In the end, Jackson triumphs over Anthony Hopkins’ turns as villain because the perfectly drawn evil of Jackson’s character is destroyed at the end of the film. We won’t have to see the first impression left by the Jackson character’s villainy ever destroyed by the horrid likes of a sequel such as that worst of cinematic stains upon Florence, Italy – the self-indulgently Anthony Hopkins’ faux Brechtian turn in Hannibal.
I actually can’t wait to see Meeting Evil again and to virtually wallow in this film’s existential lectures on the meaning and meaninglessness of basically bourgeois America, only to see those lectures turned on their head by grain-belt America’s relatively slow but implacably inevitable common sense.
Initially you hope that the rest of the relatively unknown cast can eventually catch up to Jackson’s unrelentingly spellbinding lunacy until you realize that the cast’s performances are equally rock solid. All the actors are, indeed, exactly what their characters demand them to be. All of it penetrating to a suitably disturbing and surprisingly memorable climax.

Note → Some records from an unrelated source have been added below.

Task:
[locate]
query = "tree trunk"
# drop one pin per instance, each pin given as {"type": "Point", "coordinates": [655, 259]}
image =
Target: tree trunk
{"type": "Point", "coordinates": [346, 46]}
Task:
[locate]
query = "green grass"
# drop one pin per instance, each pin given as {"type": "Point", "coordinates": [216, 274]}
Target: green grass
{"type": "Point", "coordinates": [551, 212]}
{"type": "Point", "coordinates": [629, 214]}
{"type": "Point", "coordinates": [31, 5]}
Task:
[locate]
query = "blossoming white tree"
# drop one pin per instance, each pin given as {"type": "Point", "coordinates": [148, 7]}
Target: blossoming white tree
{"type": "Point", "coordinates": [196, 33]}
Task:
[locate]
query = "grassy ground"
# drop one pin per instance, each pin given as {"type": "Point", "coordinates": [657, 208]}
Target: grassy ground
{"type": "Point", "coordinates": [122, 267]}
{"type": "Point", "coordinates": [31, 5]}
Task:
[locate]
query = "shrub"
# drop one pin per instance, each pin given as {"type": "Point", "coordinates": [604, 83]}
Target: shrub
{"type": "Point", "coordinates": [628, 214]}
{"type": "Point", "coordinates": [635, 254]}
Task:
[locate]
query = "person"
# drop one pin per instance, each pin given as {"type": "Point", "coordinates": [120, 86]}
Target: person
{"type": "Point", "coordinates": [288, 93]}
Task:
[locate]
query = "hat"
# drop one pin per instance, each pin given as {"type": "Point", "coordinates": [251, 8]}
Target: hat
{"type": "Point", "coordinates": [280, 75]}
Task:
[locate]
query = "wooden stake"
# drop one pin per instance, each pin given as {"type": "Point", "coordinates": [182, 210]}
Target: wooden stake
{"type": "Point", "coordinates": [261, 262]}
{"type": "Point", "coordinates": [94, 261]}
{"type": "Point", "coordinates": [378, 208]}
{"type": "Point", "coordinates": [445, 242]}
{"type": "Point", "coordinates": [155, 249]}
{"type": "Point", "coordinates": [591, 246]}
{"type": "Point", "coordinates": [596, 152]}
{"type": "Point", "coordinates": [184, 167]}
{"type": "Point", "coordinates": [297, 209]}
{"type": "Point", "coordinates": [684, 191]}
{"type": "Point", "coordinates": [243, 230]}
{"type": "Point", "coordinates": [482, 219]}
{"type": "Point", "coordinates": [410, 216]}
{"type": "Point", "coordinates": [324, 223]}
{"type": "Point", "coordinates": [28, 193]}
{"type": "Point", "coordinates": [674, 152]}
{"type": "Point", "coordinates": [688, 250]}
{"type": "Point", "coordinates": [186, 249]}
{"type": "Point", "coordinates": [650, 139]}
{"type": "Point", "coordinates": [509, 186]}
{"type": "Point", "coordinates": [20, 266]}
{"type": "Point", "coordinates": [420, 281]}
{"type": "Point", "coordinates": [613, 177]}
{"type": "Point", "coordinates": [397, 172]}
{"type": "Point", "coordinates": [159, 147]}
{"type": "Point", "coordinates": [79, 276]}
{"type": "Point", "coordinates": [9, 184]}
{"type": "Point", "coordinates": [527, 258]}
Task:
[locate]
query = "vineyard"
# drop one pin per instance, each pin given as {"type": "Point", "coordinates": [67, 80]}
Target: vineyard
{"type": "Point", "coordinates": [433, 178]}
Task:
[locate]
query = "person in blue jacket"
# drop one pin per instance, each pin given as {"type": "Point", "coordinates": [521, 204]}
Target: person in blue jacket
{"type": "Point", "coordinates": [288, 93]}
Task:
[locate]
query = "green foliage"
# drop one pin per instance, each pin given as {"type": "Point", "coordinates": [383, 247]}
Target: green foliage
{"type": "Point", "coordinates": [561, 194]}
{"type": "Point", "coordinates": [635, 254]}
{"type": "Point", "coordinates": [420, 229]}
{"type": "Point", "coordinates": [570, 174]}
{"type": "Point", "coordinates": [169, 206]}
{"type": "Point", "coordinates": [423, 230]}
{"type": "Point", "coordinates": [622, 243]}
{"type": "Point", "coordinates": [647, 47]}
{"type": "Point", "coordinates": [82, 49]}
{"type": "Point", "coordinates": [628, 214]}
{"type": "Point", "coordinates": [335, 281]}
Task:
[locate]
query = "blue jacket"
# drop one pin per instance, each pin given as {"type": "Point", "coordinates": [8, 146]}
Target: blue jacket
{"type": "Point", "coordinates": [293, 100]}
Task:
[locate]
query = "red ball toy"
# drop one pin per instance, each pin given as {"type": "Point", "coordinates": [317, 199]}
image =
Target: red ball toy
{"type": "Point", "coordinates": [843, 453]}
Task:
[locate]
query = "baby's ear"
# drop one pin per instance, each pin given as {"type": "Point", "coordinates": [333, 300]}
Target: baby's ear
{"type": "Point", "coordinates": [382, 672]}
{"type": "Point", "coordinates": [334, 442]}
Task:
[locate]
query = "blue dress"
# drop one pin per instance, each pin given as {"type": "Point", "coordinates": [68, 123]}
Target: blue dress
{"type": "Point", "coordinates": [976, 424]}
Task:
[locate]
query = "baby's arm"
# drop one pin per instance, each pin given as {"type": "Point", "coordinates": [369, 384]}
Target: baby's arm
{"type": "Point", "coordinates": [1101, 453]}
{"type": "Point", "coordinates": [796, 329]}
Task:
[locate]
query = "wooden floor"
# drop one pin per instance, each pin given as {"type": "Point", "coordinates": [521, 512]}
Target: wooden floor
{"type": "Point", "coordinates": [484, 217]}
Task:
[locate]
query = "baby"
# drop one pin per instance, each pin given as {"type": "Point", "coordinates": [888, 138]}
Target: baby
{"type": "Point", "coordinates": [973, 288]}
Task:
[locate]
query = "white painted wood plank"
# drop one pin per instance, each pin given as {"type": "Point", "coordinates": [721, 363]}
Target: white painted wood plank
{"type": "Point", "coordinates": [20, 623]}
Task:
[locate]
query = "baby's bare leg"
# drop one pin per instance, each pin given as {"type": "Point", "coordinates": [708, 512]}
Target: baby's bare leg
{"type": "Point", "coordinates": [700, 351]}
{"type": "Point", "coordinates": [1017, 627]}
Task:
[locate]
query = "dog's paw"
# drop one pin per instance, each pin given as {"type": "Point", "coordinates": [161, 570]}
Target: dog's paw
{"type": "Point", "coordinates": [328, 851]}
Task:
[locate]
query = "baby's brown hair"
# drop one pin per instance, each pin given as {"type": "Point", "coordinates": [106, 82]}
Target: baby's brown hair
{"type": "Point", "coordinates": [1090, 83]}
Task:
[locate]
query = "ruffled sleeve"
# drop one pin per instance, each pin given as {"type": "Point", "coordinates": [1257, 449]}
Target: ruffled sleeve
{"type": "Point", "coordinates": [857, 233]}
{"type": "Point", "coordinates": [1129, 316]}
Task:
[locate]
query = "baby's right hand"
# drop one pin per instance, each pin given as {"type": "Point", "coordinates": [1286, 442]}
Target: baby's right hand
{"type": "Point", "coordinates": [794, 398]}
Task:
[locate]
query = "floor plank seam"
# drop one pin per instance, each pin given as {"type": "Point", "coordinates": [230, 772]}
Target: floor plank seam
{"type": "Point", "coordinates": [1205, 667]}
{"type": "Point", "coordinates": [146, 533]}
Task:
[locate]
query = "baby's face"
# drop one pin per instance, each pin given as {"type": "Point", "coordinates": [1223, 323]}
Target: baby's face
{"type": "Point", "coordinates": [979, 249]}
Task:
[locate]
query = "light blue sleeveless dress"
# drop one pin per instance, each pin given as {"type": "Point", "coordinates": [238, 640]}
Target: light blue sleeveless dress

In the end, the brilliant panache of Jackson’s character is matched with eloquent simplicity by Leslie Bibb’s portrayal as the hero’s wife, Joanie Felton… the woman who may… or may not… be the figure who hired Jackson’s Mack the Knife in the first place.
The “bumbling hero”?!
Luke Wilson plays a hero who’s… uh… just doin’ the best he can… under the circumstances. His is the performance that is impressively unimpressive. He just is John Felton. There’s no need to prove he’s anyone or anything else than a failing realtor who should be at the end of his rope… but isn’t.
The last film that impressed me in the same way as Meeting Evil was American Beauty starring Kevin Spacey and Annette Bening. There’s a one-of-a-kind feel to both films and each has me wishing to stay informed about the writers and directors involved.
In the case of Meeting Evil, the writer/director is Chris Fisher.
As a self-confessed, American narcissist, I welcome any repairs at all given to the disturbingly incomplete, one-year brush I had with the French Department at Dartmouth College.
Here, however, is a particularly pleasing bonus within the many riches of Meeting Evil: Peyton List.
Our hero is utterly forgiven by this audience member for falling in lust with Ms. List. Her fearless and shameless sensuality bring a courage to the film that is only matched by her intellectual competition: Leslie Bibbs.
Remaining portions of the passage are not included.